Using the urllib or urllib2 module that comes with Pyhton to Capture webpages may be a bit lazy. let's take a look at some new things today. let's take a look at the tutorial of using the lxml module and the Requests module to capture HTML pages in Python:
Web capture
The Web site uses HTML description, which means that each web page is a structured document. Sometimes it is useful to retrieve data from it while maintaining its structure. Websites do not always provide their data in an easy-to-process format, such as csv or json.
This is exactly the time for web crawling. Web crawling is the practice of using a computer program to collect web page data and organize it into the required format, while saving its structure.
Lxml and Requests
Lxml (http://lxml.de/) is a beautiful extension library that is used to quickly parse XML and HTML documents even if the tags being processed are messy. We will also replace the built-in urllib2 module with the Requests (http://docs.python-requests.org/en/latest/#) module because it is faster and more readable. You can install the two modules by using the pip install lxml and pip install requests commands.
Let's start the following import:
from lxml import htmlimport requests
Next we will use requests. get to retrieve our data from the web page, parse it by using the html module, and save the result to the tree.
page = requests.get('http://econpy.pythonanywhere.com/ex/001.html')tree = html.fromstring(page.text)
Tree now contains the entire HTML file into an elegant tree structure. we can access the tree in two ways: XPath and CSS selector. In this example, we will select the former.
XPath is a way to locate information in structured documents (such as HTML or XML. For a good introduction to XPath, see W3Schools.

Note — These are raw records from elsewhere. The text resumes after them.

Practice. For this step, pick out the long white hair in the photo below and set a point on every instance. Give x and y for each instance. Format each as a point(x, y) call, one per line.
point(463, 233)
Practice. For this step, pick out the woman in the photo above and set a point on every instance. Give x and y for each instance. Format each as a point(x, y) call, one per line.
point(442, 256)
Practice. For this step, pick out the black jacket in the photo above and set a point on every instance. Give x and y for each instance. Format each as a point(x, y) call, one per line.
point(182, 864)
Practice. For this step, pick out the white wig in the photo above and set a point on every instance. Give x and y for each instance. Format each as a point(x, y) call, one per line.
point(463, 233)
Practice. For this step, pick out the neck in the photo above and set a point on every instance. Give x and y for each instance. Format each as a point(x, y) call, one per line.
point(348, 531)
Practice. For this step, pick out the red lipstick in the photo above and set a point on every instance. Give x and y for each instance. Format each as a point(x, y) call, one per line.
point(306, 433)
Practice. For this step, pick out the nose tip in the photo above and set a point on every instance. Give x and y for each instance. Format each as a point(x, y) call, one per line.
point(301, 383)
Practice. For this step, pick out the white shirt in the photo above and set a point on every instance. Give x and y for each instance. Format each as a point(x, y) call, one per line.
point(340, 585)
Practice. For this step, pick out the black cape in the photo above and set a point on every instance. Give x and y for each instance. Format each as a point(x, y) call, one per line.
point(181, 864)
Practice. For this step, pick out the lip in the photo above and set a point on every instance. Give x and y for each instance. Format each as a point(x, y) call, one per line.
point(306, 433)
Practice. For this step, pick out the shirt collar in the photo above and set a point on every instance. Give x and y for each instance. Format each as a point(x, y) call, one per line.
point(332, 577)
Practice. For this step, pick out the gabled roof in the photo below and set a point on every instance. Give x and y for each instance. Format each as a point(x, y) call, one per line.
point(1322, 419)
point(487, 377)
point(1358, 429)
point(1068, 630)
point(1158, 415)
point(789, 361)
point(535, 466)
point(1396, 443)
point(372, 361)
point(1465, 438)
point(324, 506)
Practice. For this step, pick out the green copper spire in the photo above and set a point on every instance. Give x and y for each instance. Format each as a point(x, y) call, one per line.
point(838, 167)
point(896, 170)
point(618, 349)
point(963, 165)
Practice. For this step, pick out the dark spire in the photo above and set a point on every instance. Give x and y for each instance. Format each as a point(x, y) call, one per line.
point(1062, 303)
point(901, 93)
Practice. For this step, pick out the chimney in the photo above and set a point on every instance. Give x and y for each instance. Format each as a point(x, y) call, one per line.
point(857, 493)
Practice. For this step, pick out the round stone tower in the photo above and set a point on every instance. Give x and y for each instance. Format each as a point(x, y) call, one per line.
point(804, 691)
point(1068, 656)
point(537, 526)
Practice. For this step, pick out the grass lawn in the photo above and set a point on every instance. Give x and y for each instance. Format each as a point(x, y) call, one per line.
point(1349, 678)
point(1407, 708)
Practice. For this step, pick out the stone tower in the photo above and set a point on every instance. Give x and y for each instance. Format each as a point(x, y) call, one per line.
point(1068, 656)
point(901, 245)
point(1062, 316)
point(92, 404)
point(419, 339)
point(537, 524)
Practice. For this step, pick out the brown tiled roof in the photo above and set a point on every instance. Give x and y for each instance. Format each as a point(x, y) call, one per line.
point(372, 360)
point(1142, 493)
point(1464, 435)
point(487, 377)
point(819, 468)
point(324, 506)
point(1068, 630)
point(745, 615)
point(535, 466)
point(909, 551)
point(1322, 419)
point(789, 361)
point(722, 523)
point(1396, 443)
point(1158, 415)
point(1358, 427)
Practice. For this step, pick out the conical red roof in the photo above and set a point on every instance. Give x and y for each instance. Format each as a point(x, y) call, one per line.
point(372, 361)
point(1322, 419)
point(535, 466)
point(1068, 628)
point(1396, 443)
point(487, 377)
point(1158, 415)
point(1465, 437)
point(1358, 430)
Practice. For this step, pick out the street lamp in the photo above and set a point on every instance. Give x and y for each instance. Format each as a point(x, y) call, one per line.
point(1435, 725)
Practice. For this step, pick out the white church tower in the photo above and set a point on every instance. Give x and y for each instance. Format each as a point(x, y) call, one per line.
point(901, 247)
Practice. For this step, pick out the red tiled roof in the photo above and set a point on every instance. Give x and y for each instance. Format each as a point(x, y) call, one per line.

There are many tools that can obtain element XPath, such as Firefox FireBug or Chrome Inspector. If you use Chrome, you can right-click the element, select 'inspect element', highlight the code, right-click it again, and select 'copy XPath '.
After a quick analysis, we can see that the data on the page is saved in two elements. one is p with the title 'buyer-name, the other class is the span of 'item-price:
Carson Busses
$29.95
After knowing this, we can create the correct XPath query and use the lxml xpath function, as shown below:
# This will create a list of buyers: buyers = tree. xpath ('// p [@ title = "buyer-name"]/text ()') # This creates a prices list: prices = tree. xpath ('// span [@ class = "item-price"]/text ()')
Let's see what we get:
print 'Buyers: ', buyersprint 'Prices: ', pricesBuyers: ['Carson Busses', 'Earl E. Byrd', 'Patty Cakes','Derri Anne Connecticut', 'Moe Dess', 'Leda Doggslife', 'Dan Druff','Al Fresco', 'Ido Hoe', 'Howie Kisses', 'Len Lease', 'Phil Meup','Ira Pent', 'Ben D. Rules', 'Ave Sectomy', 'Gary Shattire','Bobbi Soks', 'Sheila Takya', 'Rose Tattoo', 'Moe Tell']Prices: ['$29.95', '$8.37', '$15.26', '$19.25', '$19.25','$13.99', '$31.57', '$8.49', '$14.47', '$15.86', '$11.11','$15.98', '$16.27', '$7.50', '$50.85', '$14.26', '$5.68','$15.00', '$114.07', '$10.09']
Congratulations! We have successfully captured all the data we want from a web page through lxml and Request. We store them in memory as a list. Now we can do a variety of cool things on it: we can use Python to analyze it, or we can save it as a file and share it with the world.
We can consider some cool ideas: modify this script to traverse the remaining pages in the data set of this example, or rewrite the application with multiple threads to speed up the process.
More Python uses the lxml module and the Requests module to capture HTML pages!